World War II Bomb Scare Hits Germany Again As Dud Found Near Berlin’s Main Train Station; Rail, Road Commute Disrupted
An unexploded bomb from the World War II was uncovered near Berlin’s main train station Tuesday afternoon, disrupting rail and road commute.
A spokesman for the rail operator, Deutsche Bahn, said it was deliberating whether to re-direct trains until the bomb is diffused or destroyed in a controlled explosion, the AFP news agency reported.
The 100 kg (220-pound) bomb was found about 1.5 km (0.9 miles) north of the main train station.
Roads have been closed and there are long delays on main railway lines, the BBC reported.
Uncovering of unexploded bombs is not rare in Germany, which was hit by a bomb scare in August last year with the discovery of two unexploded devices dropped by U.S. forces during World War II.
A 249 kg (550-pound) bomb was disarmed in the city of Oranienburg, near Berlin, on Aug. 30 and a controlled explosion of a second bomb was carried out near the city’s main train station.

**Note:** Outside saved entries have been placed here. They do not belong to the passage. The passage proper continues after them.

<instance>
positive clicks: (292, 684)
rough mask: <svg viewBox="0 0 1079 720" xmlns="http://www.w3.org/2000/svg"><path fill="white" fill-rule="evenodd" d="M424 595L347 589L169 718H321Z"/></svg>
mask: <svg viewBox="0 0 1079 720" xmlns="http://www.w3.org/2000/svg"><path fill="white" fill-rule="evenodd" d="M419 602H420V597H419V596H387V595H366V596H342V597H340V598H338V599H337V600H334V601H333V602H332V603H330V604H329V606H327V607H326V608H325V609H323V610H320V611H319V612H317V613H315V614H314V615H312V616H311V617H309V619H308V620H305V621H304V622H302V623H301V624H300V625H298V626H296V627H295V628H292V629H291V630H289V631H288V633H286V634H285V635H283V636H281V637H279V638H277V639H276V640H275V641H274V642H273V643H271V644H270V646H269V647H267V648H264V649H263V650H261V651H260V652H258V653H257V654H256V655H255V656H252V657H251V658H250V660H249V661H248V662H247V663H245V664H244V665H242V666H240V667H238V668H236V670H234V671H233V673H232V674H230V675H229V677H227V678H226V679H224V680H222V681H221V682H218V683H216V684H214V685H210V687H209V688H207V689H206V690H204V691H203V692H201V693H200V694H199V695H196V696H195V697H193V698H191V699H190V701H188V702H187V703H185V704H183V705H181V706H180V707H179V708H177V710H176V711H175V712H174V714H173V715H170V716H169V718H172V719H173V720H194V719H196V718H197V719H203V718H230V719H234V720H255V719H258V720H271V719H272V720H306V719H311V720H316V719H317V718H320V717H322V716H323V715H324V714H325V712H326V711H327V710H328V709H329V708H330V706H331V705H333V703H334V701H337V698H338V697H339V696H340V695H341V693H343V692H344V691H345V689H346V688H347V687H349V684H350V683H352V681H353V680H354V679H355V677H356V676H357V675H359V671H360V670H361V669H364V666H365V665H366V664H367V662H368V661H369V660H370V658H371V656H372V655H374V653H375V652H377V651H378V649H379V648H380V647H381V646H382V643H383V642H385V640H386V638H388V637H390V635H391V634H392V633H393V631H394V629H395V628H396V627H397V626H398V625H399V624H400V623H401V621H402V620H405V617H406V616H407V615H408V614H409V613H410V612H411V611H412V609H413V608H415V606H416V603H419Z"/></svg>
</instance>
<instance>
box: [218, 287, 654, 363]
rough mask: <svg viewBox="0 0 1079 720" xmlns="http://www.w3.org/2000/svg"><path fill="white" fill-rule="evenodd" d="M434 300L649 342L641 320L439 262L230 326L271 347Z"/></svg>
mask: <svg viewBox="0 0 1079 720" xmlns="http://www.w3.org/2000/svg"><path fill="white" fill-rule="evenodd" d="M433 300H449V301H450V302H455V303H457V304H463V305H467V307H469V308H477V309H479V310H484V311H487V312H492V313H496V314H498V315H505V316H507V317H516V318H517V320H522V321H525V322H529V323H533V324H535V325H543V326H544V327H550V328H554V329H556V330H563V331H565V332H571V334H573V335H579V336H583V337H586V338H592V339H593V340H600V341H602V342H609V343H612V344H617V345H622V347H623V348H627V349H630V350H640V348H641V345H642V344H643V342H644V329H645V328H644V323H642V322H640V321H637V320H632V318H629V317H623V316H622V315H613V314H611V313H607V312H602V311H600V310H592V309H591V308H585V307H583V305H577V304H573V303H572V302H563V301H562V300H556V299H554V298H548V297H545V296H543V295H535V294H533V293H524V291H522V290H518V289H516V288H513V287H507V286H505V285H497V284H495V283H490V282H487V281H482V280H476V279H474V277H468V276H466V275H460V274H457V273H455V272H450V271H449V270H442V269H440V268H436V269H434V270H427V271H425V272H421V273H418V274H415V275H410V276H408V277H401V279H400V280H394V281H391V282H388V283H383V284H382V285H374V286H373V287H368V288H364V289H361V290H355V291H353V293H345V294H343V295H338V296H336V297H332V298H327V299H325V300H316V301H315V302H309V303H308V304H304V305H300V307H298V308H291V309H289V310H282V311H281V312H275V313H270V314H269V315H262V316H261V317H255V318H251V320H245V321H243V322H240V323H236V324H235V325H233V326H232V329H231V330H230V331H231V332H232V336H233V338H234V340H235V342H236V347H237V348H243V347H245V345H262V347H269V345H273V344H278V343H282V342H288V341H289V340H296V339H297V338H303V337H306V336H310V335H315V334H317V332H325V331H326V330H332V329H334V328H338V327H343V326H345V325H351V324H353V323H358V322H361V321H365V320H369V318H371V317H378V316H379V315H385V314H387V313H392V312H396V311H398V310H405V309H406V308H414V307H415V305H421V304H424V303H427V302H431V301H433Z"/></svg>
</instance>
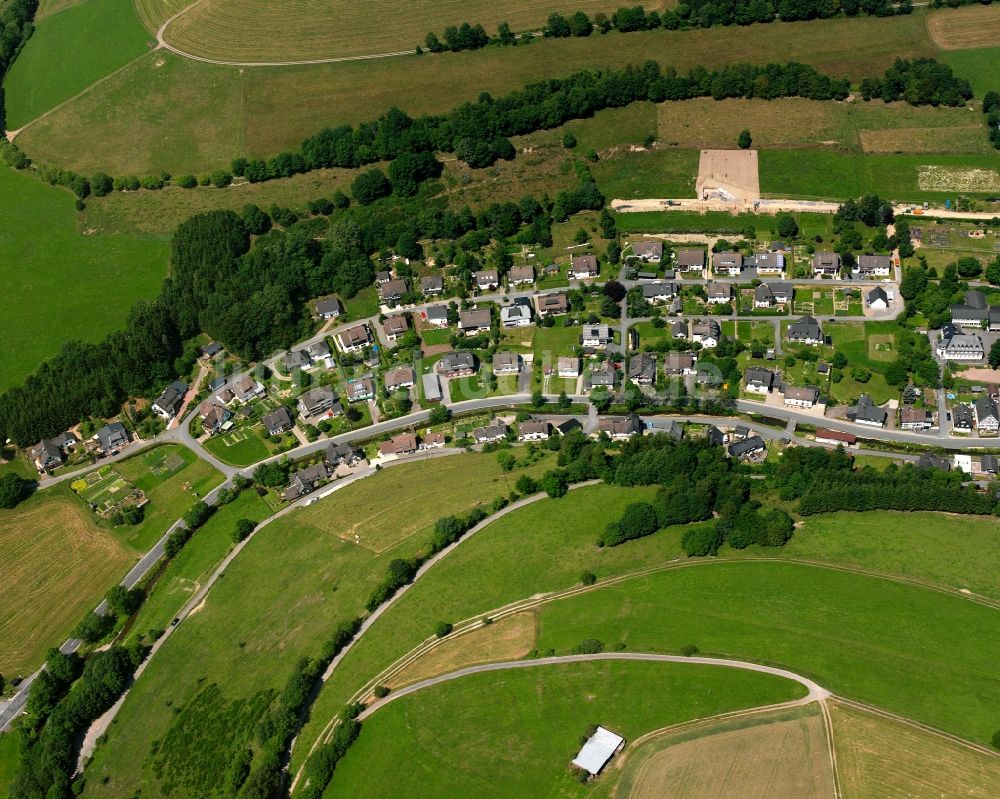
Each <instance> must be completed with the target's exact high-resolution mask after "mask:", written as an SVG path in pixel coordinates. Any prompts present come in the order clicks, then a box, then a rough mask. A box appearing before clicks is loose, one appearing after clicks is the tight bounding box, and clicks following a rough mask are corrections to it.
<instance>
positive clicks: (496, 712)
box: [324, 661, 802, 797]
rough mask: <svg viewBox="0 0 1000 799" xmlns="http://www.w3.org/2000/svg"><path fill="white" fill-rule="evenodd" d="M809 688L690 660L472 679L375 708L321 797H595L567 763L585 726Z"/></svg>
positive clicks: (784, 692)
mask: <svg viewBox="0 0 1000 799" xmlns="http://www.w3.org/2000/svg"><path fill="white" fill-rule="evenodd" d="M801 695H802V688H801V686H799V685H798V684H796V683H792V682H789V681H787V680H782V679H780V678H775V677H772V676H771V675H763V674H754V673H751V672H743V671H736V670H733V669H723V668H719V667H714V666H695V665H692V664H672V663H671V664H665V663H664V664H660V663H624V662H613V661H612V662H598V663H578V664H561V665H558V666H543V667H538V668H537V669H524V670H521V671H510V672H504V673H500V674H489V673H487V674H476V675H472V676H469V677H463V678H460V679H458V680H455V681H453V682H449V683H444V684H442V685H438V686H434V687H433V688H428V689H426V690H424V691H421V692H419V693H417V694H413V695H411V696H407V697H404V698H403V699H399V700H397V701H396V702H393V703H392V704H389V705H387V706H386V707H385V708H383V709H382V710H379V711H378V712H377V713H376V714H375V715H373V716H372V717H371V718H370V719H369V720H368V721H366V722H365V729H364V733H363V734H362V735H361V737H360V738H359V739H358V740H357V742H356V743H355V744H354V746H353V747H352V748H351V750H350V752H348V754H347V756H346V757H345V758H344V760H343V761H341V762H340V764H338V766H337V770H336V771H335V772H334V775H333V780H332V781H331V783H330V787H329V788H328V789H327V791H326V793H325V794H324V796H327V797H335V796H408V797H442V796H483V797H485V796H566V797H575V796H581V797H582V796H590V795H591V792H592V786H588V785H585V784H581V783H580V782H579V780H578V779H576V777H575V776H574V775H573V773H572V772H571V771H570V769H569V767H568V766H569V762H570V761H571V760H572V759H573V757H574V756H575V755H576V753H577V751H578V749H579V745H580V736H581V735H583V734H585V732H586V730H587V727H588V725H591V724H595V723H600V724H602V725H604V726H606V727H608V728H610V729H612V730H614V731H615V732H617V733H619V734H620V735H622V736H624V737H625V738H626V740H634V739H635V738H636V737H638V736H639V735H642V734H644V733H646V732H649V731H651V730H654V729H657V728H659V727H665V726H668V725H671V724H677V723H680V722H682V721H686V720H689V719H694V718H703V717H706V716H713V715H717V714H719V713H725V712H729V711H733V710H737V709H740V708H745V707H754V706H756V705H764V704H773V703H776V702H782V701H786V700H789V699H794V698H797V697H799V696H801ZM376 763H406V764H407V767H406V768H376V767H373V766H374V765H375V764H376ZM459 764H460V765H459Z"/></svg>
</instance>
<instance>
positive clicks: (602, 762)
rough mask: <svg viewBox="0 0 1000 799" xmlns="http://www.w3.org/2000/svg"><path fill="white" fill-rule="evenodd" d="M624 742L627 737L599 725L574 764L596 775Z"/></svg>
mask: <svg viewBox="0 0 1000 799" xmlns="http://www.w3.org/2000/svg"><path fill="white" fill-rule="evenodd" d="M623 743H625V739H624V738H622V737H621V736H620V735H615V734H614V733H613V732H611V731H610V730H606V729H604V727H598V728H597V730H596V731H595V732H594V734H593V735H591V736H590V738H588V739H587V743H585V744H584V745H583V749H581V750H580V753H579V754H578V755H577V756H576V757H575V758H574V759H573V765H574V766H579V767H580V768H582V769H584V770H585V771H588V772H589V773H590V774H592V775H595V776H596V775H597V774H599V773H600V772H601V769H602V768H604V766H605V764H606V763H607V762H608V761H609V760H610V759H611V756H612V755H613V754H614V753H615V752H617V751H618V747H620V746H621V745H622V744H623Z"/></svg>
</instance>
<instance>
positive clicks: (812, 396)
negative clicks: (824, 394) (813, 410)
mask: <svg viewBox="0 0 1000 799" xmlns="http://www.w3.org/2000/svg"><path fill="white" fill-rule="evenodd" d="M782 394H783V395H784V400H785V405H789V406H791V407H794V408H811V407H812V406H813V405H815V404H816V403H817V402H819V389H818V388H816V387H815V386H803V387H802V388H799V387H797V386H783V387H782Z"/></svg>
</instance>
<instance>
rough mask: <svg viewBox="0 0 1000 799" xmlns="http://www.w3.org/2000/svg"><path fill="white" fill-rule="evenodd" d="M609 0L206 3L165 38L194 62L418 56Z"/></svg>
mask: <svg viewBox="0 0 1000 799" xmlns="http://www.w3.org/2000/svg"><path fill="white" fill-rule="evenodd" d="M615 7H616V6H615V5H614V3H613V2H610V0H582V2H580V1H579V0H555V2H553V1H552V0H528V2H512V1H511V0H506V2H500V3H489V2H485V0H464V2H463V0H416V2H412V3H407V4H402V3H398V2H397V3H379V4H376V5H374V6H372V5H365V6H357V5H354V4H352V3H345V2H340V3H330V2H323V1H322V0H302V1H301V2H299V3H298V4H297V6H296V9H295V13H288V11H287V10H286V9H284V8H279V7H276V6H275V5H274V4H273V3H269V2H267V0H239V2H236V3H232V2H229V3H227V2H224V0H205V1H204V2H202V3H199V4H198V5H196V6H194V7H193V8H192V9H191V10H190V11H187V12H185V13H184V15H183V16H181V17H178V18H177V19H176V20H175V21H174V22H173V23H171V25H170V27H169V28H167V33H166V39H167V41H168V42H170V43H171V44H173V45H174V46H176V47H178V48H180V49H182V50H184V51H186V52H190V53H194V54H196V55H200V56H204V57H207V58H214V59H220V60H224V61H251V62H259V61H275V60H280V61H294V60H303V59H316V58H344V57H351V56H365V55H374V54H380V53H395V52H400V51H402V52H407V53H409V52H412V51H413V50H414V48H415V47H416V46H417V45H418V44H420V45H423V43H424V36H425V35H426V34H427V32H428V31H434V32H436V33H437V34H438V36H441V33H442V31H443V30H444V29H445V27H446V26H448V25H455V24H458V23H459V22H460V21H462V20H468V21H470V22H471V23H480V24H482V25H483V27H485V28H486V30H487V32H488V33H491V34H492V33H494V32H495V31H496V27H497V25H498V24H499V23H501V22H507V23H509V24H510V26H511V29H512V30H514V31H524V30H535V29H539V28H541V27H542V26H543V25H544V24H545V20H546V18H547V17H548V15H549V14H550V13H552V12H553V11H558V12H561V13H563V14H572V13H573V12H574V11H581V10H582V11H586V12H587V13H589V14H593V13H594V12H596V11H607V12H611V11H614V9H615Z"/></svg>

According to German media reports, the number of bombs dropped on Oranienburg by allied forces during the war range from 10,000 to 22,000. An estimated 1,500 bombs failed to detonate. Some 200 were defused or detonated when the town was part of communist East Germany, and 168 have been eliminated since German unification in 1990, according to a report published last year by German newspaper Spiegel.
In June 2010, a World War II bomb, thought to be British, exploded and killed three Germans, and seriously injured two others in the central city of Goettingen as they prepared to defuse it.
Authorities believe some 3,000 duds are still buried beneath Berlin.